D’ora in poi le mie parole, sia pure limitate a quel poco che ricordo, saranno più insufficienti del balbettio di un lattante.

Non perché ci fosse più di un unico aspetto nella luce divina che io contemplavo, la quale luce è sempre quale era prima, immutabile,

ma, per il fatto che, mentre guardavo, le facoltà visive si rafforzavano in me, uno stesso oggetto (in questo caso: Dio), con il mutare delle mie capacità visive, passava da un aspetto all’altro.

Rappresentazione della Trinità

Nella profonda e luminosa essenza della luce divina mi apparvero tre cerchi di tre colori diversi ma della stessa dimensione;

e uno di essi appariva riflesso dall’altro come un arcobaleno da un altro arcobaleno, e il terzo appariva come un fuoco spirante in uguale misura dai primi due (quinci e quindi: da una parte e dall’altra).

I tre cerchi rappresentano le tre persone della Trinità, uguali fra loro (i giri hanno un uguale contenenza) e distinte negli attributi (i giri sono di tre colori) . Il primo cerchio è il Padre, il secondo, dal primo riflesso, è il Figlio, generato dal Padre, il terzo è lo Spirito Santo, che è amore e "spira" dal Padre e dal Figlio.

Volendo offrire una rappresentazione grafica e dando a contenenza il significato di superficie, si potrebbero pensare i tre giri come superfici concentriche, di cui due anulari e la terza (al centro) a disco pieno, oppure come tre cerchi iscritti, come tre meridiani, in una medesima sfera. In un caso come nell'altro la visione è inafferrabile, in termini umani, perché i tre cerchi sono assolutamente uguali, occupano lo stesso spazio, eppure sono chiaramente distinti.
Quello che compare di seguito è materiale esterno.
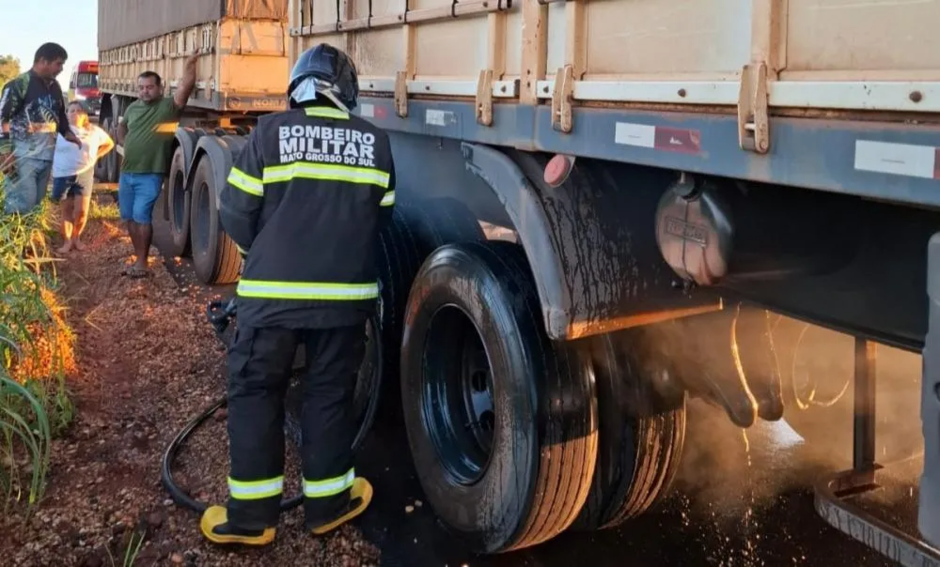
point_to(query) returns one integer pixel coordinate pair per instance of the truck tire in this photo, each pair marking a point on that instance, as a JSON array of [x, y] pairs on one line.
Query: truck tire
[[178, 206], [113, 161], [416, 230], [365, 399], [101, 165], [640, 437], [215, 257], [501, 422]]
Nell'immagine ridotta all'essenziale, il linguaggio è quello astratto della matematica, ma ciò che suscita la commozione dell'animo non è il disegno, bensì il senso di stupore per quell'incomprensibile rivelazione, per quel mirabile mistero di luci iridate e fiammeggianti.

Mistero dell'incarnazione

Oh come è insufficiente e debole la mia parola rispetto al concetto! e questo, in confronto a ciò che vidi, è così poca cosa, che la parola "poco" non basta ad indicarlo (perché bisognerebbe dire "nulla").

O luce eterna che sei una sola nella tua sussistenza (sola in te sidi: in te sola ti posi), che sola ti intendi, e nell’essere intesa e nell’intenderti ti ami e gioisci!

Quel cerchio che appariva in te generato come luce riflessa (dal primo cerchio), dopo che l’ebbi guardato tutt’intorno per alquanto tempo,

mi apparve dipinto, nel suo interno, con il suo stesso colore, dell’immagine umana; per la qual cosa il mio sguardo si fissava tutto in esso.

Nel secondo cerchio appare, agli occhi di Dante, il mistero dell'incarnazione, per il quale la persona del Verbo, nulla perdendo della sua divinità (del suo colore stesso), assunse anche la natura umana (pinta della nostra effige).

Quanto più la visione assume qui un carattere simbolico, tanto più ciò che di inevitabilmente materiale è in queste immagini, viene completamente assorbito dalla musica della poesia, completamente materializzato nell'atmosfera inesprimibile che la parte precedente del canto ha saputo determinare.

Similitudine del geometra

Come il geometra che si concentra con tutte le sue facoltà mentali per trovare l’esatta misura del cerchio, e, per quanto pensi, non trova il principio di cui ha bisogno,

Dante allude, in questa similitudine, all'insolubile problema della quadratura del cerchio, cioè al problema dell'esatto rapporto fra la misura del diametro e quella della circonferenza.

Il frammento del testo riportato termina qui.